Campus News

New vaccine attacks breast cancer in Mayo mouse model

Boons
Geert-Jan Boons

Researchers from UGA and the Mayo Clinic in Arizona have developed a vaccine that dramatically reduces tumors in a mouse model that mimics 90 percent of human breast and pancreatic cancer cases—including those resistant to common treatments.

The vaccine, described in the early edition of the journal Proceedings of the National Academy of Sciences, reveals a promising new strategy for treating cancers that share the same distinct carbohydrate signature, including ovarian and colorectal cancers.

“This vaccine elicits a very strong immune response,” said study co-senior author Geert-Jan Boons, Franklin Professor of Chemistry and a researcher in the UGA Cancer Center and its Complex ­Carbohydrate Research Center. “It activates all three components of the immune system to reduce tumor size by an average of 80 percent.”

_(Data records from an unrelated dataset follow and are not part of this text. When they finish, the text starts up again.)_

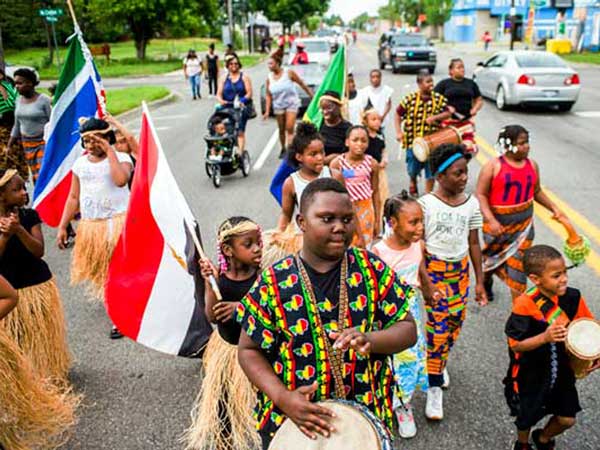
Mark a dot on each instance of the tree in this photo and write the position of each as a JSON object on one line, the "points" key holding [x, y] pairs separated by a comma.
{"points": [[360, 21], [288, 12]]}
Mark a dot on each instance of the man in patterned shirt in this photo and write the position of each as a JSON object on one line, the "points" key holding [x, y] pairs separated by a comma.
{"points": [[417, 115], [294, 348]]}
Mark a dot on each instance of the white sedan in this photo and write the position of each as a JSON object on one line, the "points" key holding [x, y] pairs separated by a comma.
{"points": [[528, 78]]}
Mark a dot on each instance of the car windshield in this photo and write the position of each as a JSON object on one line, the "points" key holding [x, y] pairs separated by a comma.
{"points": [[539, 60], [409, 41], [316, 46]]}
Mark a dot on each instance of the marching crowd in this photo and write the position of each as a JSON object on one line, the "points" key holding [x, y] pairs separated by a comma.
{"points": [[358, 294]]}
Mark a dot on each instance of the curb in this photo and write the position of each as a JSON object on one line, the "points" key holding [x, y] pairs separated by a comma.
{"points": [[132, 113]]}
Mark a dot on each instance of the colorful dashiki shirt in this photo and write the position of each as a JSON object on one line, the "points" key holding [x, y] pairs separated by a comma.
{"points": [[277, 314]]}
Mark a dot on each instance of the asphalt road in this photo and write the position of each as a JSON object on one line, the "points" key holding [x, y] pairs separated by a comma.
{"points": [[138, 399]]}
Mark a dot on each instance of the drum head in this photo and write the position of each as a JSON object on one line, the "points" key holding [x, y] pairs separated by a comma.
{"points": [[421, 149], [583, 338], [353, 431]]}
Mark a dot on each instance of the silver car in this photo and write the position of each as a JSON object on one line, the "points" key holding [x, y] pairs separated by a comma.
{"points": [[528, 78]]}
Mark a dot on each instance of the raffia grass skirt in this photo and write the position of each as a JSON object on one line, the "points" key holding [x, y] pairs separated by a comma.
{"points": [[94, 244], [34, 414], [279, 244], [222, 415], [37, 326]]}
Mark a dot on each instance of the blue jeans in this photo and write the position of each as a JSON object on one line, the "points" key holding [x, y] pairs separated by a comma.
{"points": [[195, 84]]}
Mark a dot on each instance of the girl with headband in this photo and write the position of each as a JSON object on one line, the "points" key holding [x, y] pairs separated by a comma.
{"points": [[507, 187], [99, 191], [452, 224], [222, 415], [37, 325]]}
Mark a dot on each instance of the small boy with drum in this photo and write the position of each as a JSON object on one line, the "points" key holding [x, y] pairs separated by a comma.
{"points": [[540, 380], [417, 115], [320, 324]]}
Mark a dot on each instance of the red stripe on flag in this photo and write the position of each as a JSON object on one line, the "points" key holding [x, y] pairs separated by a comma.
{"points": [[51, 209], [137, 256]]}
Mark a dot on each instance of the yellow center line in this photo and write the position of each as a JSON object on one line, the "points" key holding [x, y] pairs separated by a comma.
{"points": [[593, 259]]}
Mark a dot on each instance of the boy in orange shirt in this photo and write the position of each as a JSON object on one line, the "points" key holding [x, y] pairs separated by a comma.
{"points": [[540, 380]]}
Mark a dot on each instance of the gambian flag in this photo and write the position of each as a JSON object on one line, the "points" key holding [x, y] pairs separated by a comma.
{"points": [[334, 80], [155, 293], [79, 93]]}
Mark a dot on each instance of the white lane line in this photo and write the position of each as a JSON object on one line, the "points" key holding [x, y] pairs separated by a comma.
{"points": [[266, 151], [588, 114]]}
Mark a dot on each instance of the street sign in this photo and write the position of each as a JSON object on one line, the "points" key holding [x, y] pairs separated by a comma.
{"points": [[51, 12]]}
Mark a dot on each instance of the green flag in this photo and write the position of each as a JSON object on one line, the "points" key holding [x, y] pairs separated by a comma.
{"points": [[335, 80]]}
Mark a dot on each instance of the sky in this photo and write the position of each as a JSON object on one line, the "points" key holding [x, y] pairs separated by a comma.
{"points": [[349, 9]]}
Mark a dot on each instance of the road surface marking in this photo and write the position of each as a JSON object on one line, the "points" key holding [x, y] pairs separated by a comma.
{"points": [[593, 259], [588, 228], [266, 151], [588, 114]]}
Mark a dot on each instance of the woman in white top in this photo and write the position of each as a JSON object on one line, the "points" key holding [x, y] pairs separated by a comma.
{"points": [[99, 191], [192, 70], [282, 98]]}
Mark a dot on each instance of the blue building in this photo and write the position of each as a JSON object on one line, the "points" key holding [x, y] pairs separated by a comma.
{"points": [[471, 18]]}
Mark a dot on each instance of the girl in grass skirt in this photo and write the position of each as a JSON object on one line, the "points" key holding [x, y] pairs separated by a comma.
{"points": [[33, 413], [37, 325], [222, 416]]}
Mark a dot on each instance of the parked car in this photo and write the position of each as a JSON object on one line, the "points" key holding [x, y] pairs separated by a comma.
{"points": [[406, 51], [318, 50], [528, 78], [312, 74], [11, 68], [334, 38]]}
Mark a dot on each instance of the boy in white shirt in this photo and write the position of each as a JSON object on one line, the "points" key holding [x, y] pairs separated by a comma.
{"points": [[452, 224]]}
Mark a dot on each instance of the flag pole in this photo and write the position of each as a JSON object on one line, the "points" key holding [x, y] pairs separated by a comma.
{"points": [[190, 228], [72, 12]]}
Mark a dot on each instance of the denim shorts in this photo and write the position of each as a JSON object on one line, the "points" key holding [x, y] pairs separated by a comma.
{"points": [[415, 167]]}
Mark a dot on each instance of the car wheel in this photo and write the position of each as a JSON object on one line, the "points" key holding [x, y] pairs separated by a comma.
{"points": [[565, 107], [245, 163], [216, 176], [501, 99]]}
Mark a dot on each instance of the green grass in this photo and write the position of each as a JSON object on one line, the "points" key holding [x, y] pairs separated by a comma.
{"points": [[120, 100], [586, 57], [162, 56]]}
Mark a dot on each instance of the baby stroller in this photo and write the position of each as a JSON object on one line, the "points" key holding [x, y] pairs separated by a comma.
{"points": [[221, 149]]}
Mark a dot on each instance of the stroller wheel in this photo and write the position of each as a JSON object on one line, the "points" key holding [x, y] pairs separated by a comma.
{"points": [[245, 163], [216, 176]]}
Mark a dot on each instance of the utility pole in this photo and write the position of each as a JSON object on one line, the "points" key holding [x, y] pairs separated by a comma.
{"points": [[2, 63], [513, 18], [230, 22]]}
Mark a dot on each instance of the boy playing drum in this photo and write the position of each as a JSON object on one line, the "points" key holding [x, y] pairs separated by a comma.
{"points": [[294, 349], [540, 380]]}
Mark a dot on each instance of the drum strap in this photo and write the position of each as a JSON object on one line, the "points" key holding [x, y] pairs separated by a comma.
{"points": [[416, 114], [335, 357]]}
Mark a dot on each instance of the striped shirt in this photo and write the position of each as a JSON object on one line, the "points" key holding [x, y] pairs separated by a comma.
{"points": [[358, 178], [7, 104]]}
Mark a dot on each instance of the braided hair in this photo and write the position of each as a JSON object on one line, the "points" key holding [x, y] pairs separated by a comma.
{"points": [[229, 229], [305, 134], [394, 205], [508, 136]]}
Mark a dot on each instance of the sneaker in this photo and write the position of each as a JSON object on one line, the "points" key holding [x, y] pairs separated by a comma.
{"points": [[446, 383], [406, 422], [488, 283], [535, 437], [434, 409]]}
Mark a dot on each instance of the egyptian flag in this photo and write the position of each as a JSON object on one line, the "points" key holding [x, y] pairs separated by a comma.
{"points": [[155, 293]]}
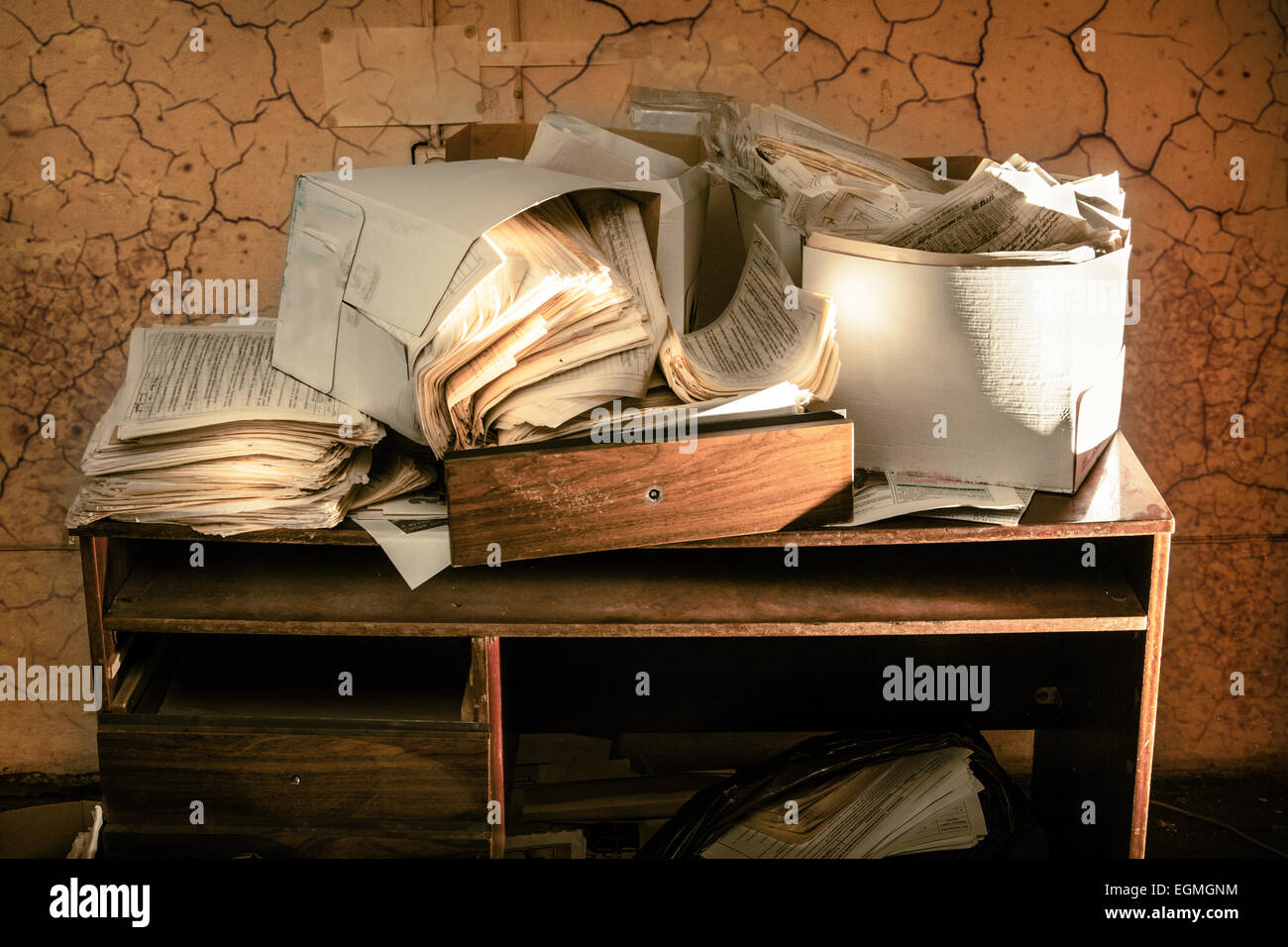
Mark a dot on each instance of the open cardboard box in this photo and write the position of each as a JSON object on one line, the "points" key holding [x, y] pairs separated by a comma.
{"points": [[1028, 395]]}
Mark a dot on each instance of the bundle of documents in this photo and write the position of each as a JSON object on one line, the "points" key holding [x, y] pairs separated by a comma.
{"points": [[545, 326], [559, 309], [829, 185], [928, 801], [206, 433]]}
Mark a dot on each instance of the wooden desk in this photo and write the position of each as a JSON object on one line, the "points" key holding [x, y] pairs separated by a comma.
{"points": [[1074, 652]]}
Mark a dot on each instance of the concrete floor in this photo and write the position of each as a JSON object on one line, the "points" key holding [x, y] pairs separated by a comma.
{"points": [[1252, 802]]}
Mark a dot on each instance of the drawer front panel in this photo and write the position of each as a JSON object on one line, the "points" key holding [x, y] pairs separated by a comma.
{"points": [[424, 775]]}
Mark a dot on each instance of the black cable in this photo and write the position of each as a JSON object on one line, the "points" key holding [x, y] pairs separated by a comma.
{"points": [[1220, 825]]}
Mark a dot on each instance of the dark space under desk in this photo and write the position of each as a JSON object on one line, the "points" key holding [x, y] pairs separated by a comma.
{"points": [[222, 680]]}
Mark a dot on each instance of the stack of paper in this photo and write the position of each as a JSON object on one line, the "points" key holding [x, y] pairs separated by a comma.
{"points": [[206, 433], [887, 495], [922, 802], [831, 185], [544, 329]]}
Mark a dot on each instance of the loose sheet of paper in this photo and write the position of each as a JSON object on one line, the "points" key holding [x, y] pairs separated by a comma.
{"points": [[412, 532], [772, 331]]}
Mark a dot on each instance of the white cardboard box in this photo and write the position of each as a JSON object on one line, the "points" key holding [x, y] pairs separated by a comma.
{"points": [[378, 252], [1008, 375]]}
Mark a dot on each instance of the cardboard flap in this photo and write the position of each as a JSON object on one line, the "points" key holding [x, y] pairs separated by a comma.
{"points": [[325, 231], [421, 221], [1098, 414]]}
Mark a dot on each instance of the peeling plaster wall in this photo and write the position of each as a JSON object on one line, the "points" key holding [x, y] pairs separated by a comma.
{"points": [[174, 159]]}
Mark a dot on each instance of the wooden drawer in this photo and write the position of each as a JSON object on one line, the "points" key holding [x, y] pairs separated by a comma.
{"points": [[257, 731], [286, 770]]}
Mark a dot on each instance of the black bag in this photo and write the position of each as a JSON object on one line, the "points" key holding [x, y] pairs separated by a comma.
{"points": [[713, 810]]}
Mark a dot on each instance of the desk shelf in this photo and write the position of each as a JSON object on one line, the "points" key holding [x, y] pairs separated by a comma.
{"points": [[1019, 596]]}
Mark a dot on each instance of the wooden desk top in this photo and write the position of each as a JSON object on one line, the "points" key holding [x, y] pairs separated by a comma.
{"points": [[1117, 499]]}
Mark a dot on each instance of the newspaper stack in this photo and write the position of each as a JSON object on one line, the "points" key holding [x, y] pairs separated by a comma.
{"points": [[832, 187], [927, 801], [550, 330], [559, 309], [206, 433]]}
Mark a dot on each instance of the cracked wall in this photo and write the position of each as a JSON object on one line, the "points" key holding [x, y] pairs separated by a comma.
{"points": [[174, 159]]}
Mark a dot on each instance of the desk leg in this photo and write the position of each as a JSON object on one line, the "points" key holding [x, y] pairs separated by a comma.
{"points": [[496, 741], [1085, 770], [102, 643], [1149, 693]]}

The researchers used unique mice developed by Sandra Gendler, Grohne Professor of Therapeutics for Cancer Research at the Mayo Clinic and co-senior author on the study. Like humans, the mice develop tumors that overexpress a protein known as MUC1 on the surface of their cells. The tumor-associated MUC1 protein is adorned with a distinctive, shorter set of ­carbohydrates that set it apart from healthy cells.

Gendler explained that when cancer occurs, the architecture of the cell changes and MUC1 is produced at high levels, promoting tumor formation. A vaccine directed against MUC1 has tremendous potential, Gendler said, as a preventative for recurrence or as a prophylactic in patients at high risk for particular cancers. A vaccine also can be used together with standard therapy such as chemotherapy in cancers that cannot be cured by surgery, such as pancreatic cancer.

Boons noted that MUC1 also is overexpressed in 90 percent of the subset of patients who are not responsive to hormonal therapy, such as Tamoxifen or aromatase inhibitors, or the drug Herceptin. These so-called “triple-negative” tumors are extremely aggressive and difficult to treat, Boons said, and a new treatment option is urgently needed.

“In the U.S. alone, there are 35,000 patients diagnosed every year whose tumors are triple-negative,” Boons said. “So we might have a therapy for a large group of patients for which there is currently no drug therapy aside from chemotherapy.”

Therapeutic vaccines received renewed attention last year when the U.S. Food and Drug Administration approved the first cancer treatment vaccine, a drug known as Provenge that is used to treat metastatic prostate cancer. Treatment with Provenge, which is manufactured in Georgia, requires clinicians to isolate immune cells from the patient and then to send the cells to a lab, where they are linked to a protein that stimulates the immune system. The cells are returned to the patient’s treating physician, who then infuses the drug over three treatments, usually two weeks apart.

Boons’ vaccine, on the other hand, is much simpler. It is fully synthetic, meaning that its components can be manufactured in a lab with assembly-line precision. The vaccine consists of three components—an immune system booster known as an adjuvant, a component that triggers the production of the immune system’s T-helper cells, and a carbohydrate—linked peptide molecule that directs the immune response to cells bearing MUC1 proteins with truncated carbohydrates.

Boons, Gendler and their colleagues are currently testing the vaccine’s effectiveness against human cancer cells in culture and are planning to assess its toxicity. If all goes well, they anticipate that phase I clinical trials to test the safety of the vaccine could begin by late 2013.